Frank Dollins began serving his country in 1950 at the age of eighteen. He was soon stationed in Japan. In 1951, he was sent to Korea. The memories from that period of his life are still difficult for him to talk about. He remembers friends and fellow soldiers with fondness and respect. However, he was well aware of the seriousness of his mission. He recalled that it was not a situation in which they experienced much fun together. He sums it up best when he says “It’s not like TV… maybe more like a football game where everyone is fighting for ground until someone wins or dies or you run out of food or people.” He remembers being injured by shrapnel, noting that he left his own blood in Korea.
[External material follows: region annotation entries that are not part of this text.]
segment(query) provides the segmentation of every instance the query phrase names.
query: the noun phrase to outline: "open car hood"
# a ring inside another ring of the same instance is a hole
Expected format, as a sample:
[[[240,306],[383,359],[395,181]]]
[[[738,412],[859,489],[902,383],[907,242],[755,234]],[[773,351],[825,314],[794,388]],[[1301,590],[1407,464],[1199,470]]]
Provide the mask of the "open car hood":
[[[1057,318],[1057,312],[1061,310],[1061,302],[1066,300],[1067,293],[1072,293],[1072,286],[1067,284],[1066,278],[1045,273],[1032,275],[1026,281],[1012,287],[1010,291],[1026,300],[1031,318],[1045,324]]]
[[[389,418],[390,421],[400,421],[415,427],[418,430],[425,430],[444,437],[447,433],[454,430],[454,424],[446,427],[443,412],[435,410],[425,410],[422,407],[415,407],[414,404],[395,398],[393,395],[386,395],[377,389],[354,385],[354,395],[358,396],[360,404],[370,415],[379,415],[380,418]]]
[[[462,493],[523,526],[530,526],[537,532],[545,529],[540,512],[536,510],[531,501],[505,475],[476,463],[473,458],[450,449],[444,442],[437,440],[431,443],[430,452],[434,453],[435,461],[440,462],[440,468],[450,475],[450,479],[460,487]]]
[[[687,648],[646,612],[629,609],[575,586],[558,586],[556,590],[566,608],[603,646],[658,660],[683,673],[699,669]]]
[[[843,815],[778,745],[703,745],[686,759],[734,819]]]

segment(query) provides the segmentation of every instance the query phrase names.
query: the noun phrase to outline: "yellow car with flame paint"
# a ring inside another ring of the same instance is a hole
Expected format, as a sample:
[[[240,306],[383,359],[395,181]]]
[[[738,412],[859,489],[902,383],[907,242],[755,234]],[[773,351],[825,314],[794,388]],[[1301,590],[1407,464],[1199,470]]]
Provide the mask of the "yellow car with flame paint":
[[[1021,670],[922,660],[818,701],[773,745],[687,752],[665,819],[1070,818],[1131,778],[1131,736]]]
Mr. Dollins served honorably and he continued to live his life with honor upon his return home. Today, he is thought of as a wonderful person who is much loved and respected. We are thankful for his service.
Korean War - Key Events
April 25, 1951
Vastly outnumbered UN forces check the Chinese advance on Seoul at the Battles of Kapyong and the Imjin River. Two Commonwealth battalions—the 2nd Battalion of the Princess Patricia’s Canadian Light Infantry Regiment and the 3rd Battalion of the Royal Australian Regiment—rebuff an entire Chinese division at Kapyong, and 4,000 men of the British 29th Brigade stage a successful delaying action against nearly 30,000 troops of the Chinese 63rd Army at the Imjin River. Some 650 men of the 1st Battalion, the Gloucestershire Regiment (the “Glorious Glosters”), engage in a Thermopylae-like stand against more than 10,000 Chinese infantry at Imjin. Although the overwhelming majority of the Glosters are killed or captured, their sacrifice allows UN forces to consolidate their lines around the South Korean capital.